Hi Avi, Tested as your comment #22. Can reproduce this bug, the host reboot automatically during guest installation. my steps: # grep processor /proc/cpuinfo | wc -l 4 # cd /sys/devices/system/cpu/ # ls cpu0 cpu1 cpu2 cpu3 sched_mc_power_savings # cat cpu0/cpufreq/scaling_governor ondemand # for i in 0 1 2 3; do echo -n userspace > cpu$i/cpufreq/scaling_governor; done # for i in 0 1 2 3; do cat cpu$i/cpufreq/scaling_governor; done userspace userspace userspace userspace # for i in 0 1 2 3; do cat cpu$i/cpufreq/scaling_min_freq > cpu$i/cpufreq/scaling_setspeed; done # for i in 0 1 2 3; do cat cpu$i/cpufreq/scaling_setspeed; done 800000 800000 800000 800000 # for i in 0 1 2 3; do cat cpu$i/cpufreq/scaling_cur_freq ; done 800000 800000 800000 800000 Then run job to install guest in a loop. If my steps have problem please correct me, thanks.
It looks okay. Please provide the output of lspci -xxxx -s 00:18.3 (checking for erratum 346)
Also, the output of plain 'lspci'. Function 18 should be something like "Host bridge: Advanced Micro Devices [AMD] Family 10h Processor".

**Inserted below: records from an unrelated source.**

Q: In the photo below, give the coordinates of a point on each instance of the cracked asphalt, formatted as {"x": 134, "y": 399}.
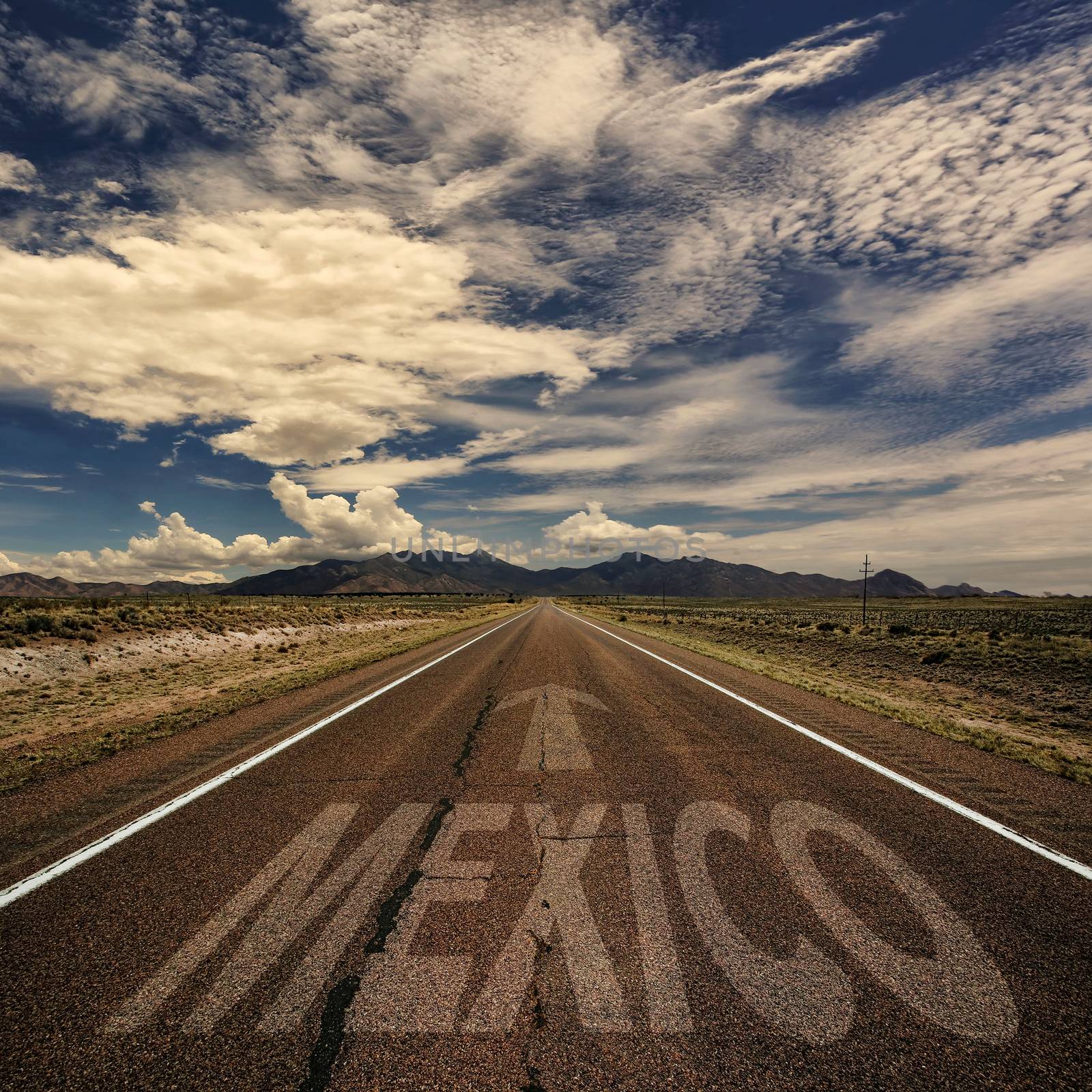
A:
{"x": 680, "y": 893}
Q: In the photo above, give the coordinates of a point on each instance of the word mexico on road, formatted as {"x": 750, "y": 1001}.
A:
{"x": 560, "y": 860}
{"x": 959, "y": 988}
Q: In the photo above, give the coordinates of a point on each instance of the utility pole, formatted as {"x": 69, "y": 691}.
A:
{"x": 864, "y": 599}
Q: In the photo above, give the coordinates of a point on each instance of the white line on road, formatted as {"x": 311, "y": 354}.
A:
{"x": 93, "y": 849}
{"x": 997, "y": 828}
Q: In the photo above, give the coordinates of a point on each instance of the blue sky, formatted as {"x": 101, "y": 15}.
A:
{"x": 282, "y": 282}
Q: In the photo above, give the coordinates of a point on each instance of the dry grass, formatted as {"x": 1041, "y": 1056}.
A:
{"x": 1014, "y": 677}
{"x": 94, "y": 680}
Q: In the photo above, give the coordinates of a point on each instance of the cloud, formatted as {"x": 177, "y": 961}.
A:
{"x": 352, "y": 330}
{"x": 997, "y": 527}
{"x": 942, "y": 336}
{"x": 366, "y": 474}
{"x": 595, "y": 528}
{"x": 16, "y": 174}
{"x": 365, "y": 528}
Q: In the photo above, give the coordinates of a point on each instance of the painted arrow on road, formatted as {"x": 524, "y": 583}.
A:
{"x": 554, "y": 740}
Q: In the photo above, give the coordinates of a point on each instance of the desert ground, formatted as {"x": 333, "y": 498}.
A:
{"x": 1009, "y": 676}
{"x": 81, "y": 680}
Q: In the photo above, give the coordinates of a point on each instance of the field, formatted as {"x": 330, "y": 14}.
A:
{"x": 1008, "y": 676}
{"x": 82, "y": 678}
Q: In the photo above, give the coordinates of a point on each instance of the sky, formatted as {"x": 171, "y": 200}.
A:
{"x": 289, "y": 281}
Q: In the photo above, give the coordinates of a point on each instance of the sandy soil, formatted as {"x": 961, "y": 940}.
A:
{"x": 57, "y": 660}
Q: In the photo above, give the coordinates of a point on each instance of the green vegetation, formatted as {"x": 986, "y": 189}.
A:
{"x": 1008, "y": 676}
{"x": 85, "y": 678}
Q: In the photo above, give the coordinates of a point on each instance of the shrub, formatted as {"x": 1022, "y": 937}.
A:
{"x": 38, "y": 624}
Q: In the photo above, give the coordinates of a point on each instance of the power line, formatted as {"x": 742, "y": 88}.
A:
{"x": 864, "y": 600}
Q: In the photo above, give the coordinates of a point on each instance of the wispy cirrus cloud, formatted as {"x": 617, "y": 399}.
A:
{"x": 542, "y": 242}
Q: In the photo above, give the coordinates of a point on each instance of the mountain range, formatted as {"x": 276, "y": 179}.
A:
{"x": 482, "y": 573}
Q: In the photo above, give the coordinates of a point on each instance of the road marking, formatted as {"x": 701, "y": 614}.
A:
{"x": 403, "y": 993}
{"x": 289, "y": 915}
{"x": 663, "y": 979}
{"x": 100, "y": 846}
{"x": 554, "y": 740}
{"x": 303, "y": 855}
{"x": 558, "y": 902}
{"x": 962, "y": 809}
{"x": 805, "y": 994}
{"x": 958, "y": 988}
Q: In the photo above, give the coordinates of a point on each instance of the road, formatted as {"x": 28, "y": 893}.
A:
{"x": 551, "y": 861}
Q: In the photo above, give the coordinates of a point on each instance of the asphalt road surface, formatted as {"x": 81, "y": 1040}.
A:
{"x": 551, "y": 861}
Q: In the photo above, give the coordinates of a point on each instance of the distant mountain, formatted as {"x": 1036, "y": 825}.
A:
{"x": 482, "y": 573}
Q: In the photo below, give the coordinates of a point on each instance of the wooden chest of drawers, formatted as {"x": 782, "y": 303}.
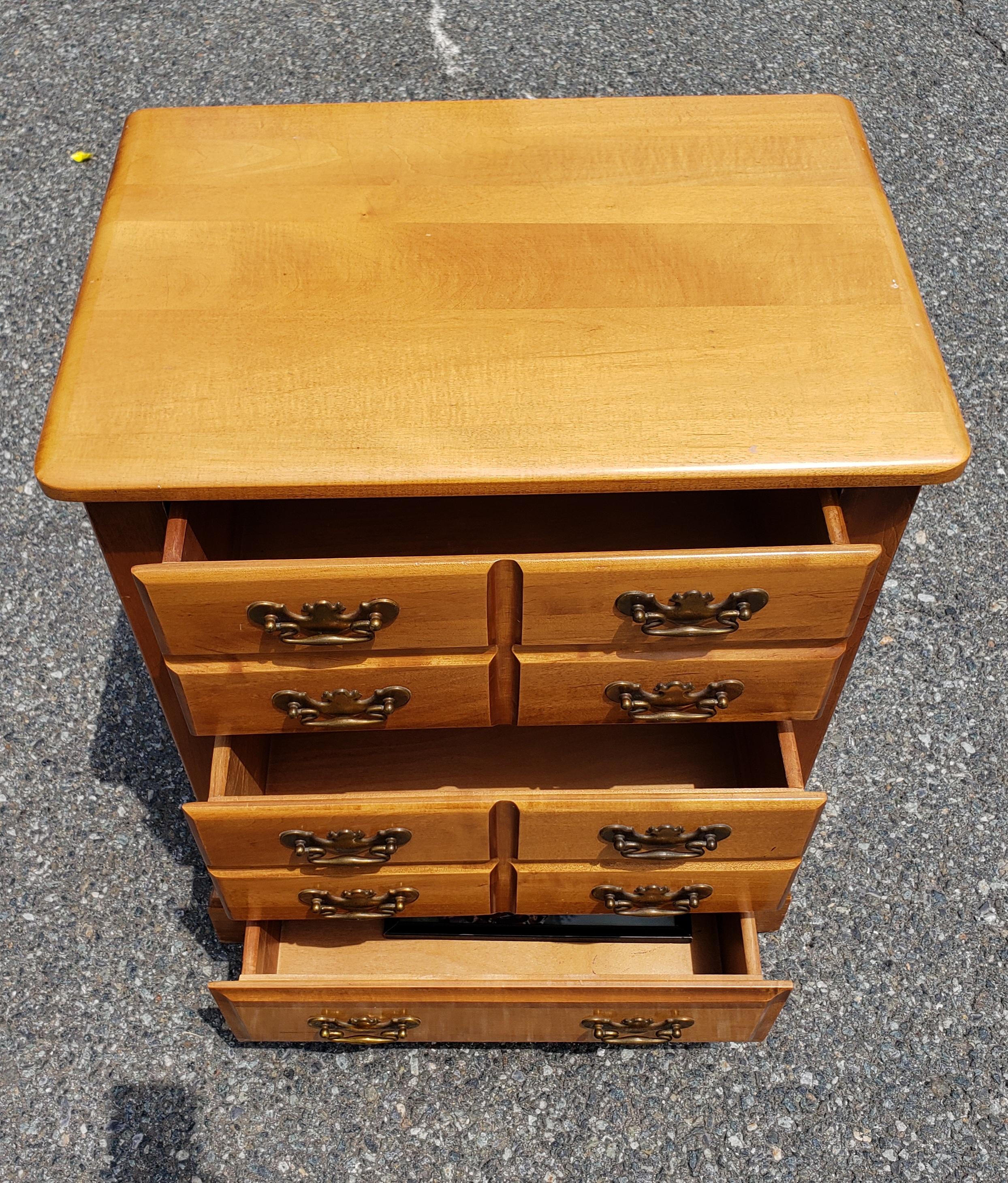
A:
{"x": 498, "y": 494}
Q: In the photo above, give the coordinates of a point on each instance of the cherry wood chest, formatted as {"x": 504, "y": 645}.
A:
{"x": 498, "y": 494}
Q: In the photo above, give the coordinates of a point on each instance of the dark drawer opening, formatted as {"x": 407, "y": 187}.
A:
{"x": 504, "y": 760}
{"x": 363, "y": 528}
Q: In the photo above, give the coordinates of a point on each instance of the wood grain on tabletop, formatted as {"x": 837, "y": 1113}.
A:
{"x": 504, "y": 296}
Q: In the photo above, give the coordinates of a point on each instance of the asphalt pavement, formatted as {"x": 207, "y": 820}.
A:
{"x": 889, "y": 1061}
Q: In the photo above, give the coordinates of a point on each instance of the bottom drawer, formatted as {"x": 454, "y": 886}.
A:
{"x": 304, "y": 982}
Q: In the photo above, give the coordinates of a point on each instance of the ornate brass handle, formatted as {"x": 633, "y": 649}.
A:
{"x": 691, "y": 613}
{"x": 346, "y": 848}
{"x": 358, "y": 903}
{"x": 652, "y": 899}
{"x": 323, "y": 623}
{"x": 673, "y": 702}
{"x": 664, "y": 841}
{"x": 363, "y": 1029}
{"x": 637, "y": 1032}
{"x": 341, "y": 708}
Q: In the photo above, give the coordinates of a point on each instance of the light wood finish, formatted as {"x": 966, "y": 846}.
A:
{"x": 507, "y": 762}
{"x": 200, "y": 609}
{"x": 228, "y": 931}
{"x": 498, "y": 991}
{"x": 373, "y": 785}
{"x": 816, "y": 593}
{"x": 446, "y": 826}
{"x": 500, "y": 296}
{"x": 565, "y": 688}
{"x": 769, "y": 824}
{"x": 132, "y": 534}
{"x": 739, "y": 886}
{"x": 270, "y": 894}
{"x": 878, "y": 517}
{"x": 504, "y": 525}
{"x": 223, "y": 697}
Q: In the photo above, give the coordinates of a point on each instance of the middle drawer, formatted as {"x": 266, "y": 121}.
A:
{"x": 527, "y": 819}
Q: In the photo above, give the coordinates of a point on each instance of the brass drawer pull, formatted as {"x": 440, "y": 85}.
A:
{"x": 674, "y": 702}
{"x": 358, "y": 903}
{"x": 346, "y": 848}
{"x": 691, "y": 613}
{"x": 664, "y": 841}
{"x": 341, "y": 708}
{"x": 637, "y": 1032}
{"x": 363, "y": 1029}
{"x": 652, "y": 899}
{"x": 323, "y": 623}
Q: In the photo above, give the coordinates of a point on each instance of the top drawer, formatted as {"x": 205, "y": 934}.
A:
{"x": 625, "y": 572}
{"x": 650, "y": 599}
{"x": 223, "y": 607}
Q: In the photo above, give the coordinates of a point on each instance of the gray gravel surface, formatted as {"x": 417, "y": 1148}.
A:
{"x": 889, "y": 1061}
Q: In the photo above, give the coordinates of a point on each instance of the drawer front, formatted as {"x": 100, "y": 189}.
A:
{"x": 561, "y": 826}
{"x": 203, "y": 609}
{"x": 561, "y": 688}
{"x": 393, "y": 829}
{"x": 237, "y": 697}
{"x": 567, "y": 888}
{"x": 741, "y": 1013}
{"x": 814, "y": 594}
{"x": 267, "y": 894}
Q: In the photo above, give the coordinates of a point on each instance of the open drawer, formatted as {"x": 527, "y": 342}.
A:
{"x": 307, "y": 982}
{"x": 475, "y": 821}
{"x": 438, "y": 574}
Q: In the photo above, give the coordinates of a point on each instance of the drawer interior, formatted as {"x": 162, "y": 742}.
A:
{"x": 290, "y": 949}
{"x": 363, "y": 528}
{"x": 504, "y": 760}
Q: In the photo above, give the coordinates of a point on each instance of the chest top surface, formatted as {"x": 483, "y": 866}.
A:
{"x": 514, "y": 296}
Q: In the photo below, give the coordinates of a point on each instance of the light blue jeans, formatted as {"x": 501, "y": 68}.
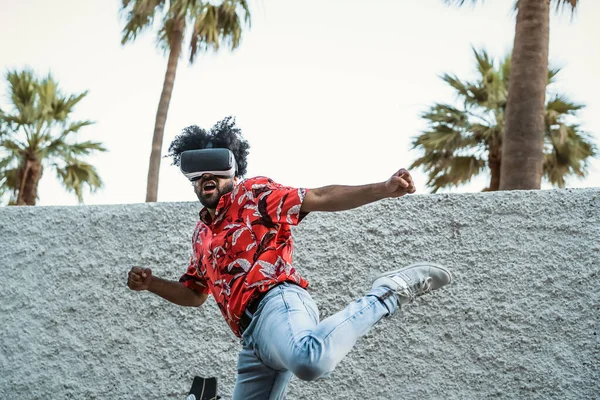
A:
{"x": 285, "y": 337}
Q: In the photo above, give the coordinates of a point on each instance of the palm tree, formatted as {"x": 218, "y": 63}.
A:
{"x": 210, "y": 25}
{"x": 523, "y": 146}
{"x": 36, "y": 134}
{"x": 463, "y": 142}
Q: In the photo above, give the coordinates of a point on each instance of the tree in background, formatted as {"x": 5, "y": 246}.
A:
{"x": 463, "y": 142}
{"x": 37, "y": 133}
{"x": 209, "y": 25}
{"x": 523, "y": 145}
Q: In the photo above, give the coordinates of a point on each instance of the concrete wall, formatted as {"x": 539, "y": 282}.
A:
{"x": 521, "y": 320}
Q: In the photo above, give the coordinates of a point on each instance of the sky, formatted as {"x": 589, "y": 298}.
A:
{"x": 326, "y": 92}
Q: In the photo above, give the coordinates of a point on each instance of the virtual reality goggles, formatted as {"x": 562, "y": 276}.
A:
{"x": 195, "y": 163}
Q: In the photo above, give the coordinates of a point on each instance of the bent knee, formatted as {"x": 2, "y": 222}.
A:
{"x": 310, "y": 371}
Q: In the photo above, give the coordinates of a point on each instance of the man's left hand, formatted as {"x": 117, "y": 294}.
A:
{"x": 400, "y": 183}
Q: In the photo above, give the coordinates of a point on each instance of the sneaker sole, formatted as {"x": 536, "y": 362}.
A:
{"x": 418, "y": 264}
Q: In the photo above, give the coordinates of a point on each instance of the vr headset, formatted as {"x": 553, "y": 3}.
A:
{"x": 195, "y": 163}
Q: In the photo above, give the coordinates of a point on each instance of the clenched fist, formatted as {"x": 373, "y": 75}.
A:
{"x": 400, "y": 183}
{"x": 139, "y": 278}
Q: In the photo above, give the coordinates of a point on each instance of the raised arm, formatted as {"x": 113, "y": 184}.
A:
{"x": 342, "y": 197}
{"x": 175, "y": 292}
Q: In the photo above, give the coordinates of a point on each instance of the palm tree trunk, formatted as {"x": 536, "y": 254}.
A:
{"x": 523, "y": 144}
{"x": 30, "y": 179}
{"x": 495, "y": 166}
{"x": 163, "y": 109}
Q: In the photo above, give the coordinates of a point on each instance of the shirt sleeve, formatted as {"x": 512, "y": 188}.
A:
{"x": 192, "y": 278}
{"x": 277, "y": 203}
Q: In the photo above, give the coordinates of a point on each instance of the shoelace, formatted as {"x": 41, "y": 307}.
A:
{"x": 412, "y": 291}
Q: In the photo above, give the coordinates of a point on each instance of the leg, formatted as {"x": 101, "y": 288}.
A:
{"x": 287, "y": 333}
{"x": 256, "y": 381}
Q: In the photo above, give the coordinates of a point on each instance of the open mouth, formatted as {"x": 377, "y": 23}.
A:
{"x": 209, "y": 187}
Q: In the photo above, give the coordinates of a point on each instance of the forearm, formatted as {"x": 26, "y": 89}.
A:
{"x": 176, "y": 292}
{"x": 341, "y": 197}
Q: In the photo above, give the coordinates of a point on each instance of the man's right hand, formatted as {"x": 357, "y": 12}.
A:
{"x": 139, "y": 278}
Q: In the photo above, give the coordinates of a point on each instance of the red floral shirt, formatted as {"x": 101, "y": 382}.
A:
{"x": 247, "y": 249}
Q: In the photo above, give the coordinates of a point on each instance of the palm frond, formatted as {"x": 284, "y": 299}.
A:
{"x": 139, "y": 15}
{"x": 216, "y": 25}
{"x": 78, "y": 175}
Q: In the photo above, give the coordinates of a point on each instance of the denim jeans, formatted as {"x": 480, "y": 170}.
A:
{"x": 285, "y": 337}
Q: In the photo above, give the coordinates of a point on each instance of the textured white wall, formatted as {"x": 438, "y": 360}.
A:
{"x": 521, "y": 320}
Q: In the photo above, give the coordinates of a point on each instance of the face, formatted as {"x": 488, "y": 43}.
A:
{"x": 209, "y": 189}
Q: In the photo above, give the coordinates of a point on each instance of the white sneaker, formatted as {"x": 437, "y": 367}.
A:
{"x": 414, "y": 280}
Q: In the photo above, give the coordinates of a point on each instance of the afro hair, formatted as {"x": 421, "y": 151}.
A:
{"x": 223, "y": 135}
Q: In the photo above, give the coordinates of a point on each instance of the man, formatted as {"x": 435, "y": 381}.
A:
{"x": 242, "y": 255}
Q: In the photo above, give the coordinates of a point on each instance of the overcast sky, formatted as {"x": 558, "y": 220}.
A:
{"x": 325, "y": 91}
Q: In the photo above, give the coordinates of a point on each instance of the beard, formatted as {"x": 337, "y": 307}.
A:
{"x": 211, "y": 201}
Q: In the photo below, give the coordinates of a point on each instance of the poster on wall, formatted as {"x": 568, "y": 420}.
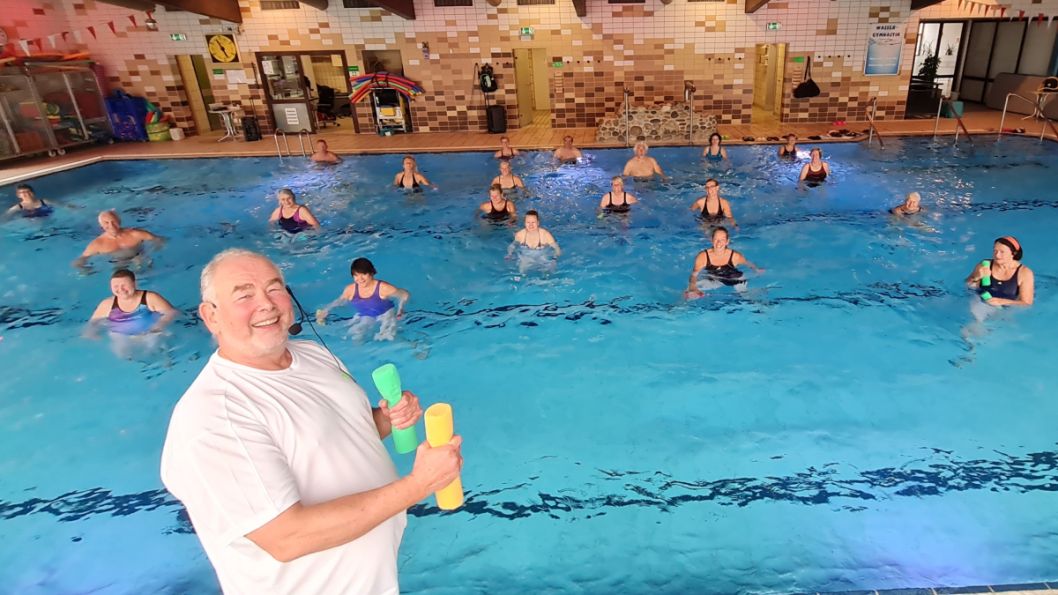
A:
{"x": 883, "y": 49}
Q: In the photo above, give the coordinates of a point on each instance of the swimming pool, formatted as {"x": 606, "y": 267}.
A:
{"x": 827, "y": 430}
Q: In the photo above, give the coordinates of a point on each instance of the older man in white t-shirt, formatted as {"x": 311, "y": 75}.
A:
{"x": 277, "y": 453}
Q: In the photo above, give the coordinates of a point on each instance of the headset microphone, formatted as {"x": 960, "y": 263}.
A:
{"x": 296, "y": 327}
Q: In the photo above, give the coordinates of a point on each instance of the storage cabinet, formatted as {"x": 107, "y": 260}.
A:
{"x": 47, "y": 107}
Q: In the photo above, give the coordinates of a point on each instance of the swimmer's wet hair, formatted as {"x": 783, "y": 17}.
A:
{"x": 124, "y": 273}
{"x": 362, "y": 266}
{"x": 1013, "y": 244}
{"x": 205, "y": 280}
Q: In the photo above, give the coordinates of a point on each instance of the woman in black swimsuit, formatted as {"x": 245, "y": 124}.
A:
{"x": 721, "y": 265}
{"x": 816, "y": 170}
{"x": 616, "y": 200}
{"x": 409, "y": 176}
{"x": 1004, "y": 281}
{"x": 711, "y": 208}
{"x": 497, "y": 208}
{"x": 507, "y": 179}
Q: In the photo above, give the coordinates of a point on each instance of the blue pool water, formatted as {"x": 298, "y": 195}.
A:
{"x": 831, "y": 429}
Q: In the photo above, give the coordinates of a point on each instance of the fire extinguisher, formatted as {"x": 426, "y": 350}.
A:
{"x": 487, "y": 78}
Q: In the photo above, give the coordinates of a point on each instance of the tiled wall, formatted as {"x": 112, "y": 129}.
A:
{"x": 650, "y": 49}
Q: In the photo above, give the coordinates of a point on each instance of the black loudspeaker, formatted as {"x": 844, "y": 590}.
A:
{"x": 496, "y": 116}
{"x": 251, "y": 129}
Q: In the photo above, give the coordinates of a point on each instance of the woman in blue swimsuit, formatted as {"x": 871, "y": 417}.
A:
{"x": 714, "y": 151}
{"x": 29, "y": 205}
{"x": 371, "y": 300}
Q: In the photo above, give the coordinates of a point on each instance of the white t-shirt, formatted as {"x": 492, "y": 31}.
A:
{"x": 245, "y": 444}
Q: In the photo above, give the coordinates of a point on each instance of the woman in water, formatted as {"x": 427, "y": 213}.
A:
{"x": 714, "y": 151}
{"x": 497, "y": 208}
{"x": 533, "y": 236}
{"x": 409, "y": 177}
{"x": 1004, "y": 281}
{"x": 711, "y": 208}
{"x": 911, "y": 205}
{"x": 29, "y": 205}
{"x": 816, "y": 170}
{"x": 721, "y": 265}
{"x": 372, "y": 301}
{"x": 130, "y": 312}
{"x": 291, "y": 216}
{"x": 616, "y": 200}
{"x": 788, "y": 149}
{"x": 507, "y": 179}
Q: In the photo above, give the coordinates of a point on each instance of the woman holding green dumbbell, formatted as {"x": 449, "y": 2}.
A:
{"x": 1004, "y": 281}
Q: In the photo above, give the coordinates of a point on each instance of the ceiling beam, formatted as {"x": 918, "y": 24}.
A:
{"x": 918, "y": 4}
{"x": 753, "y": 5}
{"x": 143, "y": 5}
{"x": 400, "y": 7}
{"x": 223, "y": 10}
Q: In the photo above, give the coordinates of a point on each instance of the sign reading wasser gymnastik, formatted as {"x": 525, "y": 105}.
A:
{"x": 883, "y": 49}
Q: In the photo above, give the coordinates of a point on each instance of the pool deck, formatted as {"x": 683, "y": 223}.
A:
{"x": 531, "y": 138}
{"x": 1022, "y": 589}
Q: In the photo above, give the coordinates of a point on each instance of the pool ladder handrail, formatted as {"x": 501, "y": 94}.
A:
{"x": 1038, "y": 112}
{"x": 874, "y": 129}
{"x": 285, "y": 150}
{"x": 959, "y": 120}
{"x": 286, "y": 142}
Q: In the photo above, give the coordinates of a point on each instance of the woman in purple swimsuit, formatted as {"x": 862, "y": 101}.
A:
{"x": 372, "y": 301}
{"x": 130, "y": 313}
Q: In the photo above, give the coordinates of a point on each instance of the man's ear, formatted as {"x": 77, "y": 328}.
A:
{"x": 207, "y": 311}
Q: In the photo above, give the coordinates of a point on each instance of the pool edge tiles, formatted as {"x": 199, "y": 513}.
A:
{"x": 1013, "y": 589}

(In reply to comment #24) > It looks okay. > > Please provide the output of > > lspci -xxxx -s 00:18.3 > > (checking for erratum 346) [root@amd-B95-8-2 ~]# lspci -xxxx -s 00:18.3 00:18.3 Host bridge: Advanced Micro Devices [AMD] Family 10h Processor Miscellaneous Control 00: 22 10 03 12 00 00 10 00 00 00 00 06 00 00 80 00 10: 00 00 00 00 00 00 00 00 00 00 00 00 00 00 00 00 20: 00 00 00 00 00 00 00 00 00 00 00 00 00 00 00 00 30: 00 00 00 00 f0 00 00 00 00 00 00 00 00 00 00 00 40: ff ff ff 3f 5c 00 b0 4a 00 00 00 00 00 00 00 00 50: 00 00 00 00 00 00 00 00 00 00 00 00 00 00 00 00 60: 00 00 00 00 04 00 3f 34 00 00 00 30 51 80 01 60 70: 51 11 32 60 01 01 98 00 14 0c 20 00 11 08 07 00 80: 81 e6 00 e6 e6 41 e6 01 08 00 00 00 00 60 58 00 90: 03 00 00 00 02 00 00 00 00 0d 1f 02 00 00 00 00 a0: 96 08 16 a0 80 18 0c 12 00 00 00 00 00 00 00 00 b0: 00 00 00 00 00 00 00 00 00 00 00 00 43 51 00 00 c0: 00 00 00 00 00 00 00 00 00 00 00 00 00 00 00 00 d0: 00 00 00 00 26 0f 81 c8 16 0f 2e 03 22 63 47 01 e0: 00 00 00 00 30 13 00 1e 59 7f 07 02 00 00 00 00 f0: 0f 00 10 00 00 00 00 00 00 00 00 00 42 0f 10 00
Looks like a really old lspci. Was that from RHEL 5? Please try RHEL 6 or latest Fedora, should give a lot more output, in particular a line beginning with 180:.
(In reply to comment #27) > Looks like a really old lspci. Was that from RHEL 5? Yes, that came from RHEL 5 host. the host info as following: kernel-2.6.18-290.el5 kvm-83-243.el5 From comment #15, this bug only can be reproduced in RHEL5, cannot reproduce it in RHEL6 (used the same host with different OS). > Please try RHEL 6 or > latest Fedora, should give a lot more output, in particular a line beginning > with 180:. Hi Avi, Do you mean let me reinstall above host to RHEL6 then take the lspci info ?
Yes. Or you can try to build pciutils from source if that's easier.
Created attachment 534154 [details] AMD host lspci info Attached the host lspci info.
It looks like 0x188[22] is set, so it's not erratum 346.
This request was evaluated by Red Hat Product Management for inclusion in a Red Hat Enterprise Linux release. Product Management has requested further review of this request by Red Hat Engineering, for potential inclusion in a Red Hat Enterprise Linux release for currently deployed products. This request is not yet committed for inclusion in a release.
Affects specific, outdated, hardware. Closing.